We had all of the right people in the room. The stakeholders were diverse and had varied backgrounds and agendas. We were in a non-work environment, full of natural light and un-natural looking seating. The challenge contained ambiguous elements and there were no straight forward solutions. The workshop should have been a hot-bed of creativity. We should have drowned in innovation and been trampled by dark horse concepts. But time after time we laboured and came up with solutions that were only incrementally better than the current solution. Why?

We’d taken the teams through exercises that prompted creativity and imagination. The stakeholders had imagined themselves as super heroes, had built mind-boggling structures from marshmallow and spaghetti, and had come up with 101 uses for a paper clip (many of which are illegal in some US states). But as soon as our focus shifted to the real issue, a challenge centred on the group's business, all of this divergent thinking and unfettered creativity disappeared.  They researched process 1.0, they worked hard, then noodled for hours, they then came up with process 1.01.

So, do some people lack the ability to think creatively? Can some people never innovate but only marginally improve something? Or have we just encountered  the reality-creativity chasm?
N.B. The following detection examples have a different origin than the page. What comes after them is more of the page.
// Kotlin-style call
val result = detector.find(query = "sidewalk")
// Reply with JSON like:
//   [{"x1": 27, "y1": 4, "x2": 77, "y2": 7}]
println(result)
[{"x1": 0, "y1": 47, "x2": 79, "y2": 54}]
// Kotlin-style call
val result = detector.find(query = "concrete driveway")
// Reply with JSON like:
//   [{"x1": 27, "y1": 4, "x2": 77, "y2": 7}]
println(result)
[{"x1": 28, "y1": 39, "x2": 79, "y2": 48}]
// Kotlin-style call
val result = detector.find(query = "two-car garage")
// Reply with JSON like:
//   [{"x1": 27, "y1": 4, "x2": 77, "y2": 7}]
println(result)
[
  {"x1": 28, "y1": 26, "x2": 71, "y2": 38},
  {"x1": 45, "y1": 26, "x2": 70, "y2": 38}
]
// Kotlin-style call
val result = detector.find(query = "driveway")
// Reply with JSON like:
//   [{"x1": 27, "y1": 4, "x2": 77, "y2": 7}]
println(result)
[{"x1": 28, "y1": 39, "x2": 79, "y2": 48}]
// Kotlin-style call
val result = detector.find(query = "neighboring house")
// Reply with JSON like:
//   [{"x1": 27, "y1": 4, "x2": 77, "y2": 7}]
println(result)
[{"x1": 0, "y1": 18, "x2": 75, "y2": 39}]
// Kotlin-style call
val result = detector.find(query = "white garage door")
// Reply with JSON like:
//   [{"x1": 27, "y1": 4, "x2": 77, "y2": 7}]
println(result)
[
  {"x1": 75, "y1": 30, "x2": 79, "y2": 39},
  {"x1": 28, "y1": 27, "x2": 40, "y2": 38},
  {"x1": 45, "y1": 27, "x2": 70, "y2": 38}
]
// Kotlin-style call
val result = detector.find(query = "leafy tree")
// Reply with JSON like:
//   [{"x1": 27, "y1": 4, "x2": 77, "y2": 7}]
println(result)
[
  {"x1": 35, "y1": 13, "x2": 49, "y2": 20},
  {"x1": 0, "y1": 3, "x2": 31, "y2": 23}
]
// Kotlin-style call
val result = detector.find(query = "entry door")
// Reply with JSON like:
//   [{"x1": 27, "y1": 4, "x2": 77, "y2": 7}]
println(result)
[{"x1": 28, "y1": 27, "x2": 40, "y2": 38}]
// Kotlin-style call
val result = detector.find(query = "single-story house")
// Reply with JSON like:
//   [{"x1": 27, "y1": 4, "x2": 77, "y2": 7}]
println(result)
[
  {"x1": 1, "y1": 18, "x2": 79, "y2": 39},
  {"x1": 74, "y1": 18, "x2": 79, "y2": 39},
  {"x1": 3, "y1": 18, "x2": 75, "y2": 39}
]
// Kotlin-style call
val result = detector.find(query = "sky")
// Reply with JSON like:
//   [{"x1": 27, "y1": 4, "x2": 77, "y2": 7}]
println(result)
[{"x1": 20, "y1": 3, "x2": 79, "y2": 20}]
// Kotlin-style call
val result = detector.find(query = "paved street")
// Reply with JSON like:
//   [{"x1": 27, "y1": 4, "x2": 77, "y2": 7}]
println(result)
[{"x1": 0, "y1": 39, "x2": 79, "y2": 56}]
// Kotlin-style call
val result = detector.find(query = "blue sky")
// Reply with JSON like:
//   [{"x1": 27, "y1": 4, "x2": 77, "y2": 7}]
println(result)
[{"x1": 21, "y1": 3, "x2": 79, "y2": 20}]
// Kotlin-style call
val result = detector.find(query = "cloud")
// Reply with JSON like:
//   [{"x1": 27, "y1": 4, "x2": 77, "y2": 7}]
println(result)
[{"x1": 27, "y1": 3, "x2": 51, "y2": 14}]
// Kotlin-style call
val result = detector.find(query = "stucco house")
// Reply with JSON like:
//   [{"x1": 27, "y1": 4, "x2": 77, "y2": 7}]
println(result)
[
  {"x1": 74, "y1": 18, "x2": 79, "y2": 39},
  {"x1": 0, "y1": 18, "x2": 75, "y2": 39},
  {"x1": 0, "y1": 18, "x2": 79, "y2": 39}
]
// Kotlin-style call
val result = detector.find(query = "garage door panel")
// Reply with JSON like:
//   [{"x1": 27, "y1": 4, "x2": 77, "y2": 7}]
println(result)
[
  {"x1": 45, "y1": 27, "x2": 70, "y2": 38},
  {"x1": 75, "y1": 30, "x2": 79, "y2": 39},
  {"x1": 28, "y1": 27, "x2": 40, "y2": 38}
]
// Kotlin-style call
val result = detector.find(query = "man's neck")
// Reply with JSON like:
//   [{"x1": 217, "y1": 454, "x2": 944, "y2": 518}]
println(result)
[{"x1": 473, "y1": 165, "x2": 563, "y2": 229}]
As technologists we know about Moore's tech adoption chasm  with its Visionaries and Pragmatists. In the practice of DT do we also encounter a similar conceptual chasm? On one side we have the hypothetical, the warm up. Here it's OK to imagine the absurd as we'll never have to implement it. On the other side of the chasm we have the real, the true focus of the Wicked Challenge and an area where innovation has the potential to create real value. From the coach's perspective maintaining the creativity from one side of the chasm to the other seems natural. But why do participants often falter on the edge?

From conversations with SAP  the chasm is common and needs to be actively managed, which can be done in a number of ways including:

1)      1) Assure that the wicked challenge's scope does not focus too narrowly. It may just be too specifically worded?

2)      2) Find exercises that are homologous analogies, narrowing the chasm. One of our coaches talked about their architecture professor making them study the structure of  leaves, ants' nests and the structure of capsicums for weeks before moving on to building design. I ruin the  elegance if this approach by referring to it as the Miyagi approach (wax on, wax off)

3)      3) Assure that there’s no division between activities seen as “warm ups” and “the real work”, just incremental, small steps.

4)      4) If sponsors ask for “concrete deliverables  at the end of the session” evaluate whether DT is the right approach. Pressure to deliver will limit experimentation and creativity.

5)      5) For each team understand what promotes and hampers creativity. Humour may spur one group on to suggest more creative things, but others may fear ridicule.

6)      6) Assure that your facilitator understands what makes individual participants tick so that creativity can be encouraged on an individual basis if necessary.

Based on your experience, do you think that creativity can be nurtured, if so how?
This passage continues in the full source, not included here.